Since opening in February 2010, the Icehouse has played host to many events. As well as hosting all home games of Melbourne Ice and Melbourne Mustangs in the AIHL (Australian Ice Hockey League), it also held the 2010, 2011, 2013, 2014, 2015, 2017 and 2018 AIHL Goodall Cup finals weekends. Both Melbourne AIHL teams have won the Goodall Cup at the Icehouse.

In April 2011 the Icehouse hosted the 2011 IIHF World Championship Division II. Team Australia won the championship playing against Belgium, Mexico, New Zealand, and Serbia.
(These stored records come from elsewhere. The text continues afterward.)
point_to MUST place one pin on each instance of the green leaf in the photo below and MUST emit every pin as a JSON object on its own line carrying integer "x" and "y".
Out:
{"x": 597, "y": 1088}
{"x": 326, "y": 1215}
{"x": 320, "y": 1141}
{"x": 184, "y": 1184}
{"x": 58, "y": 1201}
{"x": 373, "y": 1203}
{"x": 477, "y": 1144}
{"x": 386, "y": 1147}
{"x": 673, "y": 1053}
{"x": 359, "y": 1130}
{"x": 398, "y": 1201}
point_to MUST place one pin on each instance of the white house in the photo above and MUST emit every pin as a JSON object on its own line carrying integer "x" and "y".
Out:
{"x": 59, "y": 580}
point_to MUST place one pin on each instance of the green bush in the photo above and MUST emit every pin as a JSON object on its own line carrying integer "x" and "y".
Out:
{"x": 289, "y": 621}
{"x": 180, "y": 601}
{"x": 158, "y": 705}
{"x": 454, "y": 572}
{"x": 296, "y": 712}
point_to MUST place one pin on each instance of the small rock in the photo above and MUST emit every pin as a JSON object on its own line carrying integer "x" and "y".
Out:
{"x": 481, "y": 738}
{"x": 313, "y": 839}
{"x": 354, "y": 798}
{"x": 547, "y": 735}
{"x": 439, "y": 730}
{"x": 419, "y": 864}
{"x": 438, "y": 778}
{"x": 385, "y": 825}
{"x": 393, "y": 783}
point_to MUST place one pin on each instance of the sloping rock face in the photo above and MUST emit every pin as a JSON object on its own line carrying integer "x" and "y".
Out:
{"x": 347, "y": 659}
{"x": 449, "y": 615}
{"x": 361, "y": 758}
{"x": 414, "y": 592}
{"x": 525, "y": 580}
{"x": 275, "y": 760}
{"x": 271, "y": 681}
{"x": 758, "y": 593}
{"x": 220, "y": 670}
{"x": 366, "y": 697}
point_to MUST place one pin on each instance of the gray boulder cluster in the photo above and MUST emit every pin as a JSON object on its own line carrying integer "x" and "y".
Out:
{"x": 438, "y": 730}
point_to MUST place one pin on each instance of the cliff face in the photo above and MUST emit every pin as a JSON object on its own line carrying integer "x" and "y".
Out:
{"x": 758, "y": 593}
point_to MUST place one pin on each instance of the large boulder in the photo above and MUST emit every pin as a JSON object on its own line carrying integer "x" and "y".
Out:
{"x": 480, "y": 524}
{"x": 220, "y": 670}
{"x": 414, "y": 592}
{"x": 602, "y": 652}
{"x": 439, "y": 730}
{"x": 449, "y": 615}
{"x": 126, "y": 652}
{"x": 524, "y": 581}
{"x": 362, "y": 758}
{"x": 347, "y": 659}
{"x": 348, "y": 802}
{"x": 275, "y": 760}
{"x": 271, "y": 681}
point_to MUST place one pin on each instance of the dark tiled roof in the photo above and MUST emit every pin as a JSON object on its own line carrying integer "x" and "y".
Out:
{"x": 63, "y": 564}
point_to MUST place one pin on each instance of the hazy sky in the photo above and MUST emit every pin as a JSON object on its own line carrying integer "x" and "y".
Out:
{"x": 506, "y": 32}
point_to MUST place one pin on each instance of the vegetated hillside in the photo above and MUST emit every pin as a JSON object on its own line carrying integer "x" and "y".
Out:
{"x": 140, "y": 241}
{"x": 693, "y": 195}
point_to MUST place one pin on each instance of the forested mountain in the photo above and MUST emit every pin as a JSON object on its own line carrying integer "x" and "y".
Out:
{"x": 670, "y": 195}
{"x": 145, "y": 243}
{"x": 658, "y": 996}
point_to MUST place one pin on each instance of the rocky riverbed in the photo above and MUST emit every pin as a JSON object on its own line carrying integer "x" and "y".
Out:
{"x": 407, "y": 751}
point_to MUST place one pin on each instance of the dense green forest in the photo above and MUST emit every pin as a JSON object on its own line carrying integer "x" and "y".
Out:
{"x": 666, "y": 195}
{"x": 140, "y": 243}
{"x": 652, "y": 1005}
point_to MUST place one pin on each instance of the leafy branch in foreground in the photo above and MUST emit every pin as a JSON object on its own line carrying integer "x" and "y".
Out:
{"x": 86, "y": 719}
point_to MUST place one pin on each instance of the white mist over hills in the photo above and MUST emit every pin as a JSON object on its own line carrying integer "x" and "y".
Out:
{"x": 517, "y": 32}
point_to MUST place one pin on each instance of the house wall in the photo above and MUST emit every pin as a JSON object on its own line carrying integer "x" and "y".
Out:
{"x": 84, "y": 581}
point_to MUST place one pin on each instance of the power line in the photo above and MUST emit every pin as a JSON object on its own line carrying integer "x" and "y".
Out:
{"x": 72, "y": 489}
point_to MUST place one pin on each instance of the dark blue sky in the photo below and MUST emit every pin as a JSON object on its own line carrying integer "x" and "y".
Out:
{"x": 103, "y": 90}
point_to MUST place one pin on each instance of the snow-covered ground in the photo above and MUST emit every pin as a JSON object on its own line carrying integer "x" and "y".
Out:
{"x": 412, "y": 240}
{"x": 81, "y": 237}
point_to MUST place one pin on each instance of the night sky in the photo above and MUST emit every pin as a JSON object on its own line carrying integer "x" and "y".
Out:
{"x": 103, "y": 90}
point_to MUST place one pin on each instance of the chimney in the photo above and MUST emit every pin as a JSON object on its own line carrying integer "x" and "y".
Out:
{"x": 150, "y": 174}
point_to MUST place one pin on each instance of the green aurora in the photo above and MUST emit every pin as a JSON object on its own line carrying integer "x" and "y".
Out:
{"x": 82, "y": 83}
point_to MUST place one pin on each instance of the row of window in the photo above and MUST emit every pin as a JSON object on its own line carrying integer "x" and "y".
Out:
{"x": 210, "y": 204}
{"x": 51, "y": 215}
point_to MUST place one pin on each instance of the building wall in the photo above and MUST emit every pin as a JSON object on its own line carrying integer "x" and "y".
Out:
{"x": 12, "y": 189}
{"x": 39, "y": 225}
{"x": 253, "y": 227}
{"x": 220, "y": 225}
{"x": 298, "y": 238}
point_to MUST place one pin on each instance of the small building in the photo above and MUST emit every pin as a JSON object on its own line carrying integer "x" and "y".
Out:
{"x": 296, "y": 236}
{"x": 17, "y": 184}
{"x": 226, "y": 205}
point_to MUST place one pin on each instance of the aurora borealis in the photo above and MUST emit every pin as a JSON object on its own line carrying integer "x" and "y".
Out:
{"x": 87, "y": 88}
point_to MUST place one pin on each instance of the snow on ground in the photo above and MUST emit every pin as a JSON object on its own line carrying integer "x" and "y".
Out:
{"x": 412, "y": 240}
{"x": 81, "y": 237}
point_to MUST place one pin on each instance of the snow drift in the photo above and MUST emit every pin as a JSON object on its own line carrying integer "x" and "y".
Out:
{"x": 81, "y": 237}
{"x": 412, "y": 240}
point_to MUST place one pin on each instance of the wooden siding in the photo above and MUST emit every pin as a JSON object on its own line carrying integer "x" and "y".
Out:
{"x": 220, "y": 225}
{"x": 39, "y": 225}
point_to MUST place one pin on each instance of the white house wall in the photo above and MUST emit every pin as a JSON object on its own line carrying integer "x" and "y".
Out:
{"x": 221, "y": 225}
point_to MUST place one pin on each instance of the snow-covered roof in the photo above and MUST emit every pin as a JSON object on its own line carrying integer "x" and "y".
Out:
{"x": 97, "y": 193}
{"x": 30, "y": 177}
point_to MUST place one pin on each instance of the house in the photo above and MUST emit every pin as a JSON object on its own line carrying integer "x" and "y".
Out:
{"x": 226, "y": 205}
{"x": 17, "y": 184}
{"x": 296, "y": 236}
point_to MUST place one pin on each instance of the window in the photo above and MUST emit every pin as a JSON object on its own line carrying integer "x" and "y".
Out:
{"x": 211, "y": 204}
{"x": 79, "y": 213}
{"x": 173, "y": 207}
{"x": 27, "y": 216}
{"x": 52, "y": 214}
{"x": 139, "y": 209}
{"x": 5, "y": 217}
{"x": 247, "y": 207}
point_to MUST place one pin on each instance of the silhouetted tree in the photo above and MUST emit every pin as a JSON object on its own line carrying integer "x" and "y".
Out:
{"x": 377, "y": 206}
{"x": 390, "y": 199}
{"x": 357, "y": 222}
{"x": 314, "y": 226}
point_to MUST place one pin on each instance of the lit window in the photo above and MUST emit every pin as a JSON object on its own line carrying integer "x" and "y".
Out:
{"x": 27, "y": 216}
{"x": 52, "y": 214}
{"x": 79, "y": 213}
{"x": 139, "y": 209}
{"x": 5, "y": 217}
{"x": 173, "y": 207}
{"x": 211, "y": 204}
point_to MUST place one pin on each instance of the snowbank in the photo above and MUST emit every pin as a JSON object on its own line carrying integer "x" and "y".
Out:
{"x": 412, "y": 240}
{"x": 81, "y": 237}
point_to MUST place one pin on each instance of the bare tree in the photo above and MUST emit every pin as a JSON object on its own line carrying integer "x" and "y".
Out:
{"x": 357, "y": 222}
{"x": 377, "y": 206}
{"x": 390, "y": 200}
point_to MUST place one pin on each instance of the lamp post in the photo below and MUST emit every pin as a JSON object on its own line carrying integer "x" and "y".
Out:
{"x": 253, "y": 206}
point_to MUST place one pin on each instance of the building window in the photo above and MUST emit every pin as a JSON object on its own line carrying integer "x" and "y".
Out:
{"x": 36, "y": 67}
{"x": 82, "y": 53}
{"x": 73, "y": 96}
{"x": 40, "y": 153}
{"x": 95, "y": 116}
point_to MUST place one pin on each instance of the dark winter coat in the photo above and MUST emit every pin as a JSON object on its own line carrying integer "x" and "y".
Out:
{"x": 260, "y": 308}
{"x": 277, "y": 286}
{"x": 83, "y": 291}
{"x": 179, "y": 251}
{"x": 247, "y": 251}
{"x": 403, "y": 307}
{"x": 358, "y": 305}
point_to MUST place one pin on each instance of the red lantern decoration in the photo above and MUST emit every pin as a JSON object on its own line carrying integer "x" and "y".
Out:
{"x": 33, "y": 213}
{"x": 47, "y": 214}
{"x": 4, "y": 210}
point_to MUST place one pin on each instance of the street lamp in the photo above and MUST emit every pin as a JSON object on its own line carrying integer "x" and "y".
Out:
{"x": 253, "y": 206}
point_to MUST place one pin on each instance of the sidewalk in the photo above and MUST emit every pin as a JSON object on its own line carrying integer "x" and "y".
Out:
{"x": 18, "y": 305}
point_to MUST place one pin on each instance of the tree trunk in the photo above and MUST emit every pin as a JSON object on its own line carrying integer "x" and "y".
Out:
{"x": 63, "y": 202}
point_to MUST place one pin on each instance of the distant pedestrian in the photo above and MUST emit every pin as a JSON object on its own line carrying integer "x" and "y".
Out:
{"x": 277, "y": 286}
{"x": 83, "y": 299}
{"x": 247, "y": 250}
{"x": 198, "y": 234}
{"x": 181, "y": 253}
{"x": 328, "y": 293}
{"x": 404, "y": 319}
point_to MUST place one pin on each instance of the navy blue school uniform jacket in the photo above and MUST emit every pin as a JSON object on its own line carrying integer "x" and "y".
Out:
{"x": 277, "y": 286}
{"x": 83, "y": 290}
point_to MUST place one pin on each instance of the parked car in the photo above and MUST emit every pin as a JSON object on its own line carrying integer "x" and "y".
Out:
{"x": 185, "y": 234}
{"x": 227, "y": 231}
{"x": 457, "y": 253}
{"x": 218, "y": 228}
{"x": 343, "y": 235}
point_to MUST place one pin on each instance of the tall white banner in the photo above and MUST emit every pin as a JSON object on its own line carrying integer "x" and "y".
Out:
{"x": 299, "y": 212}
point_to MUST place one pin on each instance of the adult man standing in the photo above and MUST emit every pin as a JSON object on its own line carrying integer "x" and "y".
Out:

Other events that have been held here include the 2010 Australian Figure Skating Championships, National Speed Skating Championships, Victorian Figure Skating Championships and an annual Christmas Show.

In February 2012 the Henke Rink was transformed from a hockey rink to a world-class short track rink that hosted the 2012 World Junior Short Track Speed Skating Championships. This saw skaters aged 19 years and under traveling from over 30 countries to compete in the 500 meters, 1000 meters, 1500 meters, 1500 meters super final, and a team effort in the 3000 meters relay. Three junior world records were broken during this event.

== Location ==
It is located at 105 Pearl River Road, near The District Docklands, in the Docklands precinct of Melbourne, in Victoria, Australia.

The closest public transport to the Icehouse is the Melbourne tram network, operated by Public Transport Victoria. The Waterfront City tram stop, located on Docklands Drive, is the closest to the venue and is serviced by the number 35 (City Circle), 70 (Wattle Park) and 86 (Bundoora RMIT) trams.